Rand McNally and Co.'s New Street Number Guide Map of Chicago
1916 (dated) 26.5 x 21 in (67.31 x 53.34 cm)
1 : 38168
This is an uncommon 1916 pocket map or city plan of Chicago, Illinois by Rand McNally and Company. The Rand McNally Company issued this enormous pocket map to illustrate their home city in incredible detail. The map is printed on two sides of a single sheet of paper. The top side, shown above left, details northern Chicago from 47th street northwards. This section of Chicago includes central Chicago, 'The Loop,' Lincoln Park, the beginnings of the Chicago Park System, and the Magnificent Mile. The southern side of the map, above right, details Chicago south of 39th Street, including the southern tier of the Park System, Jackson Park (Field Museum), the Midway, Lake Calumet, and Wolf Lake. Inset maps of the 'Business District of Chicago' and the 'Clearing and Stickney Additions' are included in the bottom left and top right of this side respectively.

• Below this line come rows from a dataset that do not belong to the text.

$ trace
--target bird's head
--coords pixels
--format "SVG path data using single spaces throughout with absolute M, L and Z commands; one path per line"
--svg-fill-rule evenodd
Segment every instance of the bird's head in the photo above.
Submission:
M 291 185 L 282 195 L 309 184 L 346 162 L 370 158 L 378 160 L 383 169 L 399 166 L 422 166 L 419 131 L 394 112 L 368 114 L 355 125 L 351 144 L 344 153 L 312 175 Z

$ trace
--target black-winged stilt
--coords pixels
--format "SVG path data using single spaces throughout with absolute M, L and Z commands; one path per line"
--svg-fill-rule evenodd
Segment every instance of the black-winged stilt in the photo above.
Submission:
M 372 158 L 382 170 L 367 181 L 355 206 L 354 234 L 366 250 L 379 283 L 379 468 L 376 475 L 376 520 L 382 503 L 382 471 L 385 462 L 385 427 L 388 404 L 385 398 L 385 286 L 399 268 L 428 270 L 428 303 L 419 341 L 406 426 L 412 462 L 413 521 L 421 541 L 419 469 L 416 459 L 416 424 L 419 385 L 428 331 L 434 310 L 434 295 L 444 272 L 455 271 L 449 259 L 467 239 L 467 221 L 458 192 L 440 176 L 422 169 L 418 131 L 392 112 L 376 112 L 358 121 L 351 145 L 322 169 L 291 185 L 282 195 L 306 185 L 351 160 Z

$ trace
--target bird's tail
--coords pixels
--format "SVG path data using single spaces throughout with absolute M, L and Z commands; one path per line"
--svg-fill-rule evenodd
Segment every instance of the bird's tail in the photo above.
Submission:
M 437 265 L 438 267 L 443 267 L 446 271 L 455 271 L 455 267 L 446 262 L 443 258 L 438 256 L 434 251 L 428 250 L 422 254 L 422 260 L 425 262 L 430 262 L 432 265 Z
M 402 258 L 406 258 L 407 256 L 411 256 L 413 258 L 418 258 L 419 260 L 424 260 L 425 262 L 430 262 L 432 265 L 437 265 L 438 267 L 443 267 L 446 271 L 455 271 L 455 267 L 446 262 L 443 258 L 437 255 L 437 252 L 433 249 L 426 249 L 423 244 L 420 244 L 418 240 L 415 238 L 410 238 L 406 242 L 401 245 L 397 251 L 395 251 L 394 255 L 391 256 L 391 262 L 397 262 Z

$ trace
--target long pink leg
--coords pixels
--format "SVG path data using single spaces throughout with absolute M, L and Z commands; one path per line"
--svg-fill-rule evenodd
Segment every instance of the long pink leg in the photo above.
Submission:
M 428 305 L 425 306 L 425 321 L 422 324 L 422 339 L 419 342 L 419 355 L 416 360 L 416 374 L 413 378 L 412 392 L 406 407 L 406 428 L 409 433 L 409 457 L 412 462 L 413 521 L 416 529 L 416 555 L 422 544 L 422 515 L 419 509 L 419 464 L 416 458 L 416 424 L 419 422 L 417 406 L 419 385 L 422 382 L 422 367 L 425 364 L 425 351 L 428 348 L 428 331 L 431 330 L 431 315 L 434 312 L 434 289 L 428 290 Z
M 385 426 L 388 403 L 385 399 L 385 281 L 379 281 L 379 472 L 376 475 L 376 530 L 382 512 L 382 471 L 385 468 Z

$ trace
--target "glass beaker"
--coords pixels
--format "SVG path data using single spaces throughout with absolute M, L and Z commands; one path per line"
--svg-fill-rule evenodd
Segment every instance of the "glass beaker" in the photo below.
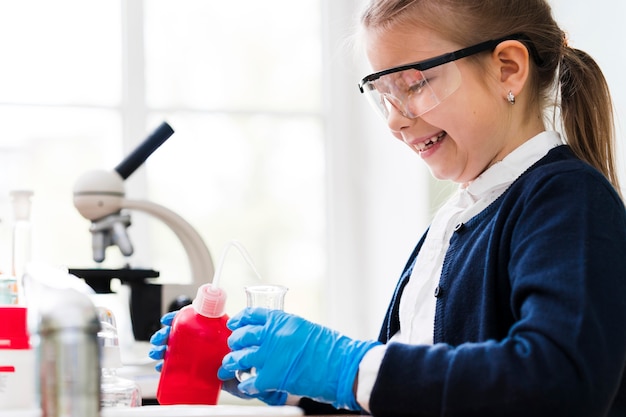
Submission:
M 245 288 L 248 307 L 283 310 L 287 287 L 282 285 L 252 285 Z
M 245 288 L 248 307 L 262 307 L 270 310 L 283 310 L 288 288 L 282 285 L 251 285 Z M 235 372 L 237 380 L 245 381 L 256 375 L 254 368 Z

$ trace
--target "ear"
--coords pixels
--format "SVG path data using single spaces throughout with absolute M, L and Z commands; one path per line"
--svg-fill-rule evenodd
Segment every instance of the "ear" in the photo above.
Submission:
M 492 59 L 499 70 L 503 94 L 511 91 L 518 95 L 523 90 L 530 71 L 526 46 L 515 40 L 501 42 L 494 49 Z

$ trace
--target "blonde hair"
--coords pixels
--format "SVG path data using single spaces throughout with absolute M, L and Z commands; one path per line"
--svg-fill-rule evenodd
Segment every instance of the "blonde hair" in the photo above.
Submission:
M 372 0 L 361 17 L 367 31 L 426 27 L 460 45 L 523 34 L 534 57 L 530 105 L 560 111 L 565 141 L 620 193 L 615 125 L 608 84 L 587 53 L 567 45 L 546 0 Z M 555 83 L 559 100 L 555 96 Z M 621 193 L 620 193 L 621 194 Z

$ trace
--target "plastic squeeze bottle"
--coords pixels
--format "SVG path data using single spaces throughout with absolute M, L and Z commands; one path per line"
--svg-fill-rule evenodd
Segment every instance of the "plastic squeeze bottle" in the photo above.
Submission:
M 221 288 L 205 284 L 174 317 L 157 389 L 159 404 L 217 404 L 222 389 L 217 370 L 230 352 L 225 303 Z

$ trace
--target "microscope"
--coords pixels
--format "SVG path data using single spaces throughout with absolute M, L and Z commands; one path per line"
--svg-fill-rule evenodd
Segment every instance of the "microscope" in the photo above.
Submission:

Selected as a railway hub for most of the American Midwest, Chicago underwent a boom period and was the focus of the world's attention in 1893 during the Chicago World's Fair, or as it is better known, the Columbian exposition. The map identifies Jackson Park, the location of the fair. It also illustrates the Chicago Park System. The 'Park System,' designed by Olmstead prodigy William Le Baron Jenny in 1871, refers to a network of parks and garden boulevards intended to embrace the city in arms of foliage. Many of these parks and boulevards remain today.
This highly detailed map identified parks, piers, cemeteries, street addresses, railroads, team tracks and an assortment of other topographical features. Individual streets and buildings are identified. Issued as The Rand-McNally Vest Pocket Map of Chicago, by Rand McNally and Company in 1916.
Rand McNally (fl. 1856 - present) is an American publisher of maps, atlases and globes. The company was founded in 1856 when William H. Rand, a native of Quincy, Massachusetts, opened a print shop in Chicago. Rand hired the recent Irish immigrant Andrew McNally to assist in the shop giving him a wage of 9 USD per week. The duo landed several important contracts, including the Tribune's (later renamed the Chicago Tribune) printing operation. In 1872, Rand McNally produced its first map, a railroad guide, using a new cost effective printing technique known as wax process engraving. As Chicago developed as a railway hub, the Rand firm, now incorporated as Rand McNally, began producing a wide array of railroad maps and guides. Over time, the firm expanded into atlases, globes, educational material, and general literature. By embracing the wax engraving process, Rand McNally was able to dominate the map and atlas market, pushing more traditional American lithographic publishers like Colton, Johnson, and Mitchell out of business. Eventually Rand McNally opened an annex office in New York City headed by Caleb S. Hammond, whose name is today synonymous with maps and atlases, and who later started his own map company, C. S. Hammond & Co. Both firms remain in business.
Very good. Some wear and damage along original fold lines. Printed on both sides. Image above represents both sides of a single sheet of paper.